В городе как будто поменяли освещение. Все стояло на своих местах, и все было другим. Трамвай не ходил с тех пор, как начались бомбежки. Но только теперь появилось ощущение, что трамвайные рельсы никуда не ведут. Из дому Анатолий с приятелем вышли в шесть утра. По дороге к заводу они не встретили ни одного человека в военной форме. Было тихо. Час утренней бомбежки немцы пропустили, чувствовалось, что сегодня вообще бомбить не будут. Но от этого почему-то становилось еще страшнее. На заводе Анатолий хотел разыскать Женю, но пробиться сквозь толпу к подрывникам не смог. Тогда они с приятелем решили уходить из города. Вначале шли одни, потом втянулись в группу таких же отступавших. Спускаясь к реке, Анатолий еще из города через лед замерзшей реки видел грязевые вспышки. Их сопровождали громовые удары. Снаряд, угодивший в реку, выплеснул на лед грязь и ил. Лед у берега был ненадежный, с промоинами, с грязевыми и пылевыми наносами. И дальше он был слоеный, в длинных пологих сугробах. И только на середине становился зеленоватым, темным в глубину, скользким. Снег тут не держался. Здесь же попадались обширные площади пористого светло-зеленого льда. В полыньях, оставленных снарядами, с шуршанием на мелкой и медленной от густоты волне терлась ледяная крошка. Всю почти тридцатидневную бомбежку Анатолий перенес в городе. Пальбу зениток, сотрясение воздуха, давление ударной волны — все это он воспринимал слухом. Видел, да еще так ясно, впервые. Снегу на земле было немного, но все же и город — дворники давно не работали — и все заречье казались белыми. А взрывы были черными, и только внутри грязной вспышки угадывался огонь.

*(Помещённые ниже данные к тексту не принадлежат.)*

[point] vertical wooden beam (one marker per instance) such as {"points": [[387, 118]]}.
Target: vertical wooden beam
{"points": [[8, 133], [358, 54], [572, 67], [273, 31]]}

И на войну все это не было похоже, а на какую-то работу. Во взрывах была рабочая правильность. Звук выстрела не был слышен. В воздухе зарождался клекот, а затем следовал удар. Стрелявший не был виден, но сам видел все — такое было у Анатолия ощущение. Анатолий тогда не знал этого военного термина — «обработка», но он чувствовал, что дорогу обрабатывали. Нигде не было видно военных, никто взрывам не оказывал никакого сопротивления — по дороге шли люди в штатских пальто, в штатских шапках, с узлами в руках.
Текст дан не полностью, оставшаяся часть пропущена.